Will you prime (and seal) the brickwork with dilute PVA?


Will you then apply stronger PVA just before applying the first coat?


What type of sand will you be using?


How will you be forming corners and window and door reveals?
Really they should make rounded corners as they go. They could use edging beads but if they do, make sure they’re stainless ones, set in place with their mortar, prior to starting rendering.


What strength will the first coat be?
If the wall is Victorian red or yellow “stock” bricks this should be 4:1. If the wall is 1930’s “common” “facing” bricks, 3:1 is better.


Will you be scratching and waterproofing the first coat?


Will you apply strong PVA just before applying the second coat?
This won’t need sealing, there should be no dust.


What strength will the second coat be?
4:5:1 for the “stocks”.
4:1 for the “commons”


Will you be adding waterproofer to the finish coat?
This will help him after all.


Which waterproofer will you use and how much is a 5 litre tub?

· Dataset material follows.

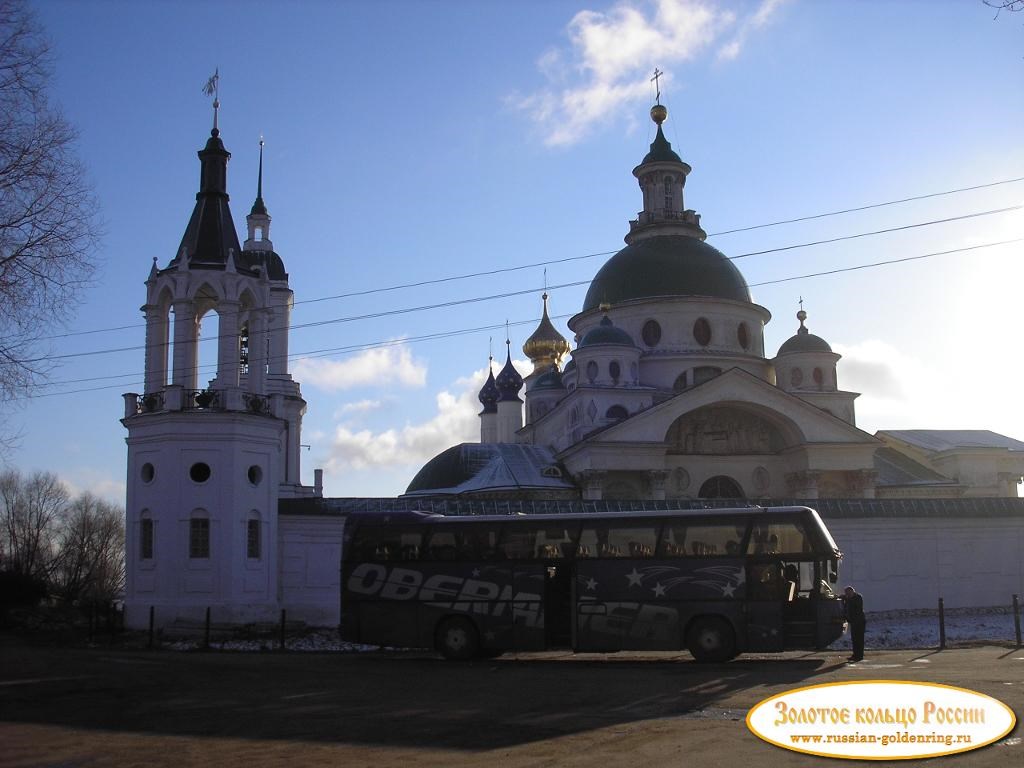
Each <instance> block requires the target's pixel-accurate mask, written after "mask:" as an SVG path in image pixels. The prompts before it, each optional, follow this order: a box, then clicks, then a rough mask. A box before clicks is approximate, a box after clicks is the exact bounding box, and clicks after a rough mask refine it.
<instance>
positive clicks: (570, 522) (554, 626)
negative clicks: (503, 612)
mask: <svg viewBox="0 0 1024 768" xmlns="http://www.w3.org/2000/svg"><path fill="white" fill-rule="evenodd" d="M577 526H578V524H577V523H574V522H569V523H567V524H566V523H554V522H549V521H545V522H544V523H540V524H539V523H535V522H532V521H528V520H522V521H515V522H510V523H509V524H508V525H506V527H505V534H504V538H503V540H502V543H503V549H504V553H505V556H506V557H508V558H509V559H510V560H513V561H514V563H513V572H514V578H513V591H514V593H515V597H514V603H513V617H514V627H513V631H514V633H515V647H516V648H519V649H522V650H541V649H543V648H567V647H570V645H571V603H572V600H571V591H572V559H571V556H572V553H573V550H574V548H575V537H577V530H578V527H577Z"/></svg>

Where will you make the joints between areas of render?
Unless he arrives mob handed, each coat can’t be “laid on”, all round the house in one go. This isn’t important except for the final coat. He will want to work on each “lift” (or level) of scaffolding at a time. This will mean two or three, horizontal layers of render around each wall of the house. No matter how good he is, the joints between these layers will show as soon as the scaffolding comes down, even if its been painted. You will not be happy with this!

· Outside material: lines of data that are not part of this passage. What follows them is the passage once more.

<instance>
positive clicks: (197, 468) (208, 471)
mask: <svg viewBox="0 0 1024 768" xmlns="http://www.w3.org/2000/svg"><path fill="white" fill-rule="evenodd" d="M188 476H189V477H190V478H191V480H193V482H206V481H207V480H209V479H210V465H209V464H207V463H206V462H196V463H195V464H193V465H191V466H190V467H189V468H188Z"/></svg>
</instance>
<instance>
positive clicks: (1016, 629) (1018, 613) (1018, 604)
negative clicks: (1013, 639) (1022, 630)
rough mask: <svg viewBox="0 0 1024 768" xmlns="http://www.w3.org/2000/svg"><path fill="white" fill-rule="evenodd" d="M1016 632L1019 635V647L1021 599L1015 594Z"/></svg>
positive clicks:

What he should do with the final coat is this:
Work in vertical bands (not horizontal ones) and have 1 man per lift “laying on” the final coat. This way they work above and below each other across each wall ignoring the horizontal scaffolding levels, finishing the surface as they go, so they shouldn’t have to go back on themselves. This will always leave any stopping point (when they go home for their teas) as a vertical line.

This is easier to deal with, as its right in front of their face (as opposed to being at the level of their boots, hidden by the scaffold boards). If they have to come back and continue next day and they have stopped behind a down pipe or the toilet waste pipe which are vertical, they can begin again from behind the pipe and the joint will be hidden.

What they must not do is stop at the point of a corner. Future wall movement will exacerbate any potential cracking here. If they can’t stop at a pipe, then the short bit of vertical wall between first and ground floor windows can be used.


How will you finish the surface, trowelled smooth or “sponged”?
Both are fine, both can be painted.


Will you take the time to clear up properly?
Getting the slopped PVA off the window frames and glass. The dust (from knocking out the pointing) off your’s and your neighbour’s paths and windows and cars. The dropped mortar off your paths and garden. The incidental mortar off your window frames, porch roof, down pipes, garden furniture, etc. The stains off your patio where they mixed up the mortar……… HAVE YOU GOT THE MESSAGE ? And the scaffolders haven’t wreaked havoc taking that down yet!